El discurso de Navidad ha dejado tras de sí una opinión dividida. La de un bando que respeta el difícil equilibrio del Rey, funámbulo al que, con insolencia inaudita, le mueven la cuerda; frente a la de otro que parece ser que esperaba, encima, que el monarca se abismara en un triple salto mortal. Estoy con quienes piensan que sería preciso reformar la Constitución (en tiempo y forma, se entiende) pero no para hacer añicos el viejo consenso sino para dignificar siquiera los aspectos más urgentes y, antes que nada, el papel efectivo de ese Jefe del Estado al que acosan impunemente desde el propio (des)Gobierno, no sea que acabemos duplicando la aventura de don Amadeo, aquel soberano importado que hubo de jurar de pie ante un Ruiz Zorrilla sentado. Casi como el don Juan Carlos al que el último gerifalte franquista le montó en nuestras Cortes su particular Santa Gadea.
Es verdad que en España no contamos hoy, como contó en Inglaterra Jorge V, nada menos que con un Rudyard Kipling para redactarle al Rey sus mensajes, pero hay una distancia insufrible desde esa cumbre insigne una Carmen Calvo autorizando las palabras del Jefe del Estado, imagen que, por el momento, es la que mejor reproduce la de la España que Amadeo veía como una “gabbia di pazzi”, como una jaula de locos. Nadie en sus cabales podrá discutir la imprescindible regulación de los actos reales en una democracia parlamentaria, pero también es obvio que ese prudente control gubernamental del Jefe del Estado no puede convertir a éste en un títere. El profesor Antonio Elorza ha razonado estos días que es preciso que Felipe VI “actúe, según la fórmula presente en las Cortes de Cádiz, como primer magistrado de la nación” y no como una suerte de funcionario sujeto incondicionalmente al arbitrio político. El Rey no puede funcionar como una marioneta en manos de cualquiera. El poder moderador que las Constitución le adjudica no se compadece con la reducción de ese grave simbolismo institucional que es la Corona a una simple farsa, como ya ocurriera con aquel Rey importado del que Romanones decía que era, en realidad, más “un huésped que un Señor”.

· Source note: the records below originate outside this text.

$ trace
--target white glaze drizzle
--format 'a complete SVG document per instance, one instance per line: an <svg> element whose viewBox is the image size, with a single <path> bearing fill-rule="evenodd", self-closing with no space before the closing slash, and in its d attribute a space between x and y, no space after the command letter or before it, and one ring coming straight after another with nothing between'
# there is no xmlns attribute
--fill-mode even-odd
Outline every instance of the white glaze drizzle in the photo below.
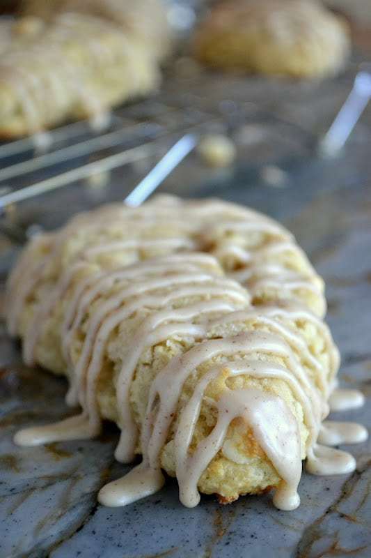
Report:
<svg viewBox="0 0 371 558"><path fill-rule="evenodd" d="M218 235L223 236L226 232L232 234L244 232L253 235L255 232L263 232L267 235L267 243L252 249L245 249L244 246L228 245L227 239L224 245L221 241L221 248L215 250L215 254L222 262L230 257L239 262L239 267L242 269L232 271L231 275L247 283L253 296L254 289L256 293L260 289L273 289L279 291L283 289L291 299L298 296L303 302L306 297L303 297L302 293L306 291L313 294L317 300L318 314L321 315L324 311L321 280L313 271L308 260L305 259L300 249L293 243L292 236L274 222L254 211L242 210L232 204L214 200L196 204L194 202L180 204L171 199L165 199L165 202L161 203L163 206L155 201L136 210L120 209L118 211L117 206L104 208L96 212L97 219L93 225L91 219L90 223L87 223L88 214L83 215L76 218L58 234L48 235L37 241L49 247L49 253L41 262L35 261L32 264L33 258L29 255L29 252L26 252L22 257L8 282L8 301L10 303L16 302L15 308L14 304L8 305L8 326L13 332L17 329L17 322L27 298L42 280L45 269L47 269L53 259L58 257L63 243L81 225L91 227L95 234L100 227L104 230L108 226L106 223L111 223L114 216L118 223L122 220L127 225L132 221L133 227L139 226L141 231L145 231L152 225L161 223L165 217L168 220L168 209L166 205L168 205L174 210L173 220L178 226L178 229L184 232L185 235L190 235L188 238L182 236L170 239L160 237L155 240L141 238L107 241L86 247L78 253L75 263L65 272L41 304L39 303L31 320L32 327L29 325L29 333L25 335L24 352L28 361L31 361L42 331L42 322L53 311L56 302L68 289L73 288L73 295L64 315L61 330L63 339L62 349L66 362L71 368L74 368L70 374L72 382L70 402L76 403L79 400L83 412L81 414L54 425L20 431L15 437L17 443L33 445L52 440L90 437L99 432L100 416L95 386L107 340L117 325L145 307L152 308L151 316L149 321L135 332L133 342L125 353L117 382L117 407L120 413L119 425L122 429L122 435L116 455L120 460L132 459L136 444L138 427L132 416L129 395L134 370L141 353L146 347L156 345L175 335L191 336L194 338L196 345L182 356L173 359L154 380L148 410L141 430L143 463L133 469L127 477L104 487L100 494L101 502L107 505L123 505L161 488L163 477L159 469L159 455L171 423L171 418L169 418L171 411L175 412L176 409L182 386L188 375L199 364L212 359L216 354L222 354L223 357L233 357L239 353L248 355L249 352L255 352L273 354L283 359L285 366L269 361L244 359L242 365L235 361L227 361L223 368L228 366L231 376L245 374L251 377L272 377L285 381L290 386L295 398L301 403L304 413L304 423L308 429L307 469L316 474L338 474L352 470L355 462L352 456L345 452L324 448L317 443L317 439L319 442L327 444L334 440L338 440L336 443L356 442L364 439L367 432L365 434L365 431L362 427L354 424L342 424L336 427L327 423L321 427L321 421L328 413L326 400L332 389L329 386L333 385L339 356L326 326L305 305L285 301L247 309L248 297L238 285L203 271L203 265L212 267L212 259L206 255L175 255L169 257L168 263L166 262L166 259L159 258L151 262L145 262L132 268L113 270L109 273L98 271L93 276L86 276L84 273L80 274L79 272L84 271L85 266L89 264L90 260L95 263L97 258L106 252L128 250L140 252L142 250L145 251L147 248L150 248L151 246L159 246L165 251L167 250L170 252L191 250L198 243L201 247L207 246L209 239ZM178 211L179 214L177 215ZM218 222L219 213L223 218L210 232L210 227L205 225L205 221L211 216L212 222ZM193 234L192 227L189 226L190 219L196 223ZM226 220L223 220L225 219ZM239 219L242 221L239 221ZM127 231L127 229L125 230ZM274 258L278 254L283 253L301 257L306 262L306 274L299 273L290 266L292 264L290 262L281 262L278 264ZM194 257L198 261L191 259ZM201 262L203 258L203 262ZM27 280L24 281L23 274L30 263L31 273ZM226 261L226 263L229 266L230 260ZM145 276L148 272L148 280L136 280L139 273L144 273ZM161 273L164 274L162 278ZM166 274L170 274L170 276L166 276ZM139 275L139 277L141 278L141 276ZM127 280L130 278L132 278L135 286L127 286ZM74 367L70 347L81 328L81 321L89 306L102 293L109 292L116 282L123 282L123 288L114 290L108 299L102 299L97 312L90 319L81 353L77 365ZM156 294L156 289L170 289L170 291L158 296ZM153 290L155 293L152 294ZM207 301L196 302L189 307L171 307L172 301L177 299L192 296L202 297L206 293L211 296ZM133 296L134 301L131 300ZM238 310L238 306L241 307L244 303L245 309ZM232 313L236 310L237 311ZM212 320L210 322L210 318L215 314L219 317L215 322ZM203 316L205 323L203 323ZM198 323L194 323L194 319ZM207 340L208 328L212 327L213 324L220 325L228 322L251 323L251 321L255 324L256 331L239 334L230 338ZM324 367L319 356L310 350L305 337L298 333L300 325L298 330L295 325L297 322L309 323L317 328L324 340L323 351L328 356L328 365ZM268 331L266 331L266 329ZM203 339L205 340L202 341ZM198 356L196 360L192 360L194 354ZM198 360L200 355L201 358ZM313 379L308 375L308 370L311 370ZM226 393L222 395L219 401L215 402L219 418L214 430L192 455L189 455L192 428L194 429L197 421L204 390L208 382L211 381L211 376L219 373L220 370L217 367L212 368L200 380L180 417L175 445L177 476L180 482L182 501L186 505L196 504L199 497L197 492L199 477L223 445L235 411L237 414L235 416L242 417L253 428L255 437L283 479L275 495L276 505L283 509L294 508L299 505L297 488L300 478L300 472L298 472L301 467L300 444L298 446L292 442L295 436L292 437L293 445L291 455L293 458L291 463L286 463L285 451L283 451L283 443L285 437L287 437L287 432L284 434L285 429L289 428L292 432L296 428L297 431L297 423L286 404L280 398L260 390L257 394L251 389L233 392L226 388ZM356 405L356 400L359 404L359 396L357 398L354 394L347 393L343 395L342 399L345 395L348 400L349 398L352 399L353 407ZM152 408L157 398L159 398L159 405ZM331 398L336 400L336 392L332 394ZM251 406L253 400L258 402ZM269 415L262 411L269 406L276 409L277 416L281 414L285 416L285 421L278 424L278 418L274 419L274 413ZM187 416L188 422L184 418ZM276 421L276 445L274 447L271 444L267 448L267 444L269 444L271 432L267 425L271 425L274 419ZM265 420L267 421L265 423Z"/></svg>
<svg viewBox="0 0 371 558"><path fill-rule="evenodd" d="M88 82L93 68L119 63L127 74L130 91L135 93L141 89L140 78L132 61L137 59L139 51L135 41L125 36L113 22L86 13L64 13L41 31L26 36L23 41L10 41L0 64L1 81L15 92L31 133L42 130L48 117L52 119L56 111L70 114L79 103L88 115L104 113L104 103ZM107 36L109 45L104 43ZM70 55L71 42L83 52L87 51L88 64L78 63ZM28 70L40 66L42 72Z"/></svg>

No, al menos mientras ese costoso órgano de “agitprop” que es el CIS mantenga que sólo un 0’1 por ciento de los españoles cuestionan hoy por hoy la monarquía, ni en tanto que la totalidad de nuestros dirigentes políticos no alcancen ni el aprobado de la opinión pública. No es preciso ser monárquico para sentir que el perfil del Jefe del Estado no debe ser tan bajo como para permitir que, como sucedió con el saboyano, todo un venerable un Pí y Margall pudiera tenerle lástima (sic) y un trapazas como Romero Robledo lo considerara un idiota. ¡Calvo visando las palabras del Rey! ¿Y quién la visa a ella?